Coburn, however, noted the Congressional Budget Office would score the plan as a $1.5 trillion tax cut because it would eliminate the Alternative Minimum Tax. It would generate a significant amount of revenue out of tax reform and reduction of tax rates, which authors believe would spur economic growth.

Coburn said he expected a “significant portion of the Senate” to support the plan, “maybe sixty members.”

He endorsed the plan to colleagues during Tuesday’s meeting, according to a lawmaker who attended.

Sen. Kay Bailey Hutchison (R-Texas) said the plan negotiated by the remaining members of the Gang of Six, Sens. Kent Conrad (D-N.D.), Mark Warner (D-Va.), Dick Durbin (D-Ill.), Mike Crapo (R-Idaho), and Saxby Chambliss (R-Ga.), could win a majority of votes in the Senate.

“Likely 60,” she said. “The House should like this plan because it has spending cuts and I believe it will spur the economy.”

Hutchison said she would vote for it and urged House Republicans to back it as well.

“It think that they have produced something that has mechanisms that are concrete and that’s what I think what the House is looking for and we are,” she said.

"The gang of six-plus is back," Warner declared after the meeting.

Conrad said the Gang has given their colleagues 24 hours to say whether they are on board and the signs are encouraging since Republicans and Democrats in the room stood up to support the framework.

"We need to get to 60 senators. Six senators cannot pass anything," he said. Conrad said he does not know if the framework can be used to resolve the debt ceiling crisis but that could be a “possibility” if enough senators sign on.

He said that Coburn was enticed to rejoin the group because the Gang agreed to add $116 billion in heathcare entitlement savings to the framework. He said the way the extra reductions are achieved is up to Senate committees, but the framework specifies that if the target savings is not achieved 10 senators can propose a way to do so on the Senate floor and have the plan receive expedited treatment on the floor.

Conrad said that 74 percent of the plan's deficit-reduction goal would come from spending cuts and 26 percent from higher revenues.

More than 50 senators, including an even mix of Democrats and Republicans, attended a briefing by the architects of the plan.

Sen. Mike Johanns (R-Neb.), who coauthored a letter in March urging President Obama to support a comprehensive deficit reduction package, which received 64 signatures, said the remaining members of the Gang of Six have produced a politically viable plan.

“This is a very thoughtful, serious plan,” Johanns said. “I have now seen the presentation half a dozen times and each time I have seen it I have become more and more convinced that this is the vehicle that gives us the best opportunity to deal with a whole range of issues. I’m excited about the possibilities here.”
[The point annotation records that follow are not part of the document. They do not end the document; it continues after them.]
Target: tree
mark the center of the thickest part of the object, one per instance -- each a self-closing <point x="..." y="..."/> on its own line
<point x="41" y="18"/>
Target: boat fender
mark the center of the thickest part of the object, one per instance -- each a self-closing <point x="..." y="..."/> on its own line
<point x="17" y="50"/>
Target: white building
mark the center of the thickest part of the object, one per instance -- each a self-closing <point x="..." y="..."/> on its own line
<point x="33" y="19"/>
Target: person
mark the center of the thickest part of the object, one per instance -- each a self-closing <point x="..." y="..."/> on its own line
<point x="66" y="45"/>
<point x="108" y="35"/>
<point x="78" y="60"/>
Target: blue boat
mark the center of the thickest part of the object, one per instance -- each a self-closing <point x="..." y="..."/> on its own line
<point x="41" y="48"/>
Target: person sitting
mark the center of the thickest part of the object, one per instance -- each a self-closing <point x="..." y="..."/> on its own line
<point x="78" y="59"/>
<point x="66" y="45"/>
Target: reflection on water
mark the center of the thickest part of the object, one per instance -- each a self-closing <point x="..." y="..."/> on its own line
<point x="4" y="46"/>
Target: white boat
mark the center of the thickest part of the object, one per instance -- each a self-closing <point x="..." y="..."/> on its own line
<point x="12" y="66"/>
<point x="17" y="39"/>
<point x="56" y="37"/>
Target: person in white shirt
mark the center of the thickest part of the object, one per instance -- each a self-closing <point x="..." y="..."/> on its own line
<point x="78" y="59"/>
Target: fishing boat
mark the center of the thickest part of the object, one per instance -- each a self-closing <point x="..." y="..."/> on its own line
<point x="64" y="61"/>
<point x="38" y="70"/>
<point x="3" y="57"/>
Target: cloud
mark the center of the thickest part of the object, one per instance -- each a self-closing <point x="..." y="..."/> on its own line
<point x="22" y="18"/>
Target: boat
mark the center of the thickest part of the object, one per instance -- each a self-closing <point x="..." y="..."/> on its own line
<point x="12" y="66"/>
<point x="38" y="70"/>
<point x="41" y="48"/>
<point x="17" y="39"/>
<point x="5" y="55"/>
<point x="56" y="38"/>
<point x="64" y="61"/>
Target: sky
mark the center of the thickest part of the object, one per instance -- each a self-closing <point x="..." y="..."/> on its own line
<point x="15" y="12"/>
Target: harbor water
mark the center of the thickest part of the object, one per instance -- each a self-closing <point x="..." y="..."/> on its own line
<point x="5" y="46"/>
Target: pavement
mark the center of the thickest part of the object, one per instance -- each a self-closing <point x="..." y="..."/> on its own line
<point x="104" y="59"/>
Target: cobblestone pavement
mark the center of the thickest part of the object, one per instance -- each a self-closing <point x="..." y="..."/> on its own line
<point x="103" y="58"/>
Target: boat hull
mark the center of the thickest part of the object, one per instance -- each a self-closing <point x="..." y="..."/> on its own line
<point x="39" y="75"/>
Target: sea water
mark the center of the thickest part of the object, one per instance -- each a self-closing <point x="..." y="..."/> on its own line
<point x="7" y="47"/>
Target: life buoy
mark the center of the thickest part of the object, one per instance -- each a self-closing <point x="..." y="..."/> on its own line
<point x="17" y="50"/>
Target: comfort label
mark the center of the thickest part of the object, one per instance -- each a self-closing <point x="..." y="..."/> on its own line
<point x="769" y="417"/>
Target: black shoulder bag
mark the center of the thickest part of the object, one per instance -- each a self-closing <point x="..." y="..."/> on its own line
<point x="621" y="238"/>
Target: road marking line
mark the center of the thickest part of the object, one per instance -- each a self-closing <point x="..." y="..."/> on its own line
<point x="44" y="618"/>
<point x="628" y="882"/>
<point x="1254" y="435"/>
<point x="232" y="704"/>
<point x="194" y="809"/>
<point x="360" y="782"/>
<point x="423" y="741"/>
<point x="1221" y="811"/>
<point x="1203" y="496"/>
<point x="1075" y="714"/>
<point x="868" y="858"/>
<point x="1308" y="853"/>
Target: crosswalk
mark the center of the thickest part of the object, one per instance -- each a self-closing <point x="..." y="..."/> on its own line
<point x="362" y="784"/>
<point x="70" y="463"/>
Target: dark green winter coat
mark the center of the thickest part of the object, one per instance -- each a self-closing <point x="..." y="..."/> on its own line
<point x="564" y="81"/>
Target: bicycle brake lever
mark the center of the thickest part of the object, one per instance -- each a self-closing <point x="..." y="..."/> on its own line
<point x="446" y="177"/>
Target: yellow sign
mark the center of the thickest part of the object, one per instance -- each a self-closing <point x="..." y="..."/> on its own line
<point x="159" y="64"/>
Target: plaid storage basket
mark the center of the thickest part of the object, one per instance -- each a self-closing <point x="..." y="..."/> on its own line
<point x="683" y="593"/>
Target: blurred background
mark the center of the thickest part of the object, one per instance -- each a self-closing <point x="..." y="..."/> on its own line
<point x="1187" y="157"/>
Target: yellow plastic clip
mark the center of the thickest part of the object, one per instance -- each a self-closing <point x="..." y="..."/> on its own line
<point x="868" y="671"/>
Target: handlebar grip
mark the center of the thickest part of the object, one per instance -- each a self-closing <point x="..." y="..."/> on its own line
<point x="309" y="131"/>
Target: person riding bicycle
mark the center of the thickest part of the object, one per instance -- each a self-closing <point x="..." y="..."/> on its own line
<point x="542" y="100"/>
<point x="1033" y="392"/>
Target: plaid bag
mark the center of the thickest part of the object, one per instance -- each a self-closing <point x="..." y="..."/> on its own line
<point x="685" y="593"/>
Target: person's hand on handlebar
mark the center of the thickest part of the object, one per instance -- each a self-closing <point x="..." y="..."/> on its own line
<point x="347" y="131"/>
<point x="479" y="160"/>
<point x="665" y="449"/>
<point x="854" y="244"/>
Republican Sens. Lamar Alexander (Tenn.), Kelly Ayotte (N.H.), John Barrasso (Wyo.), Richard Burr (N.C.), Bob Corker (Tenn.), John Cornyn (Texas), Mike Enzi (Wyo.), Lisa Murkowski (Alaska), Sen. Pat Roberts (Kan.) and John Thune (S.D.) also attended Tuesday’s meeting.

Democrats also praised the plan.

“Count me in,” he said. “I’ve long held this is what we need to do. The credit agencies are saying it’s not enough to take care of the debt limit. We have to take care of the long-term fiscal scenario.”

Sen. Michael Bennet (D-Colo.), who led the March letter-writing effort with Johanns, said the gang’s proposal received a warm reception from Republicans and Democrats in Tuesday’s meeting.

“We need to make sure that the capital markets are reassured the paper they own is worth what they paid of it,” he said. “No one is going to agree with every single thing in this plan. There is no plan that everybody is going to agree with in its entirety but this plan meets those broad tests.”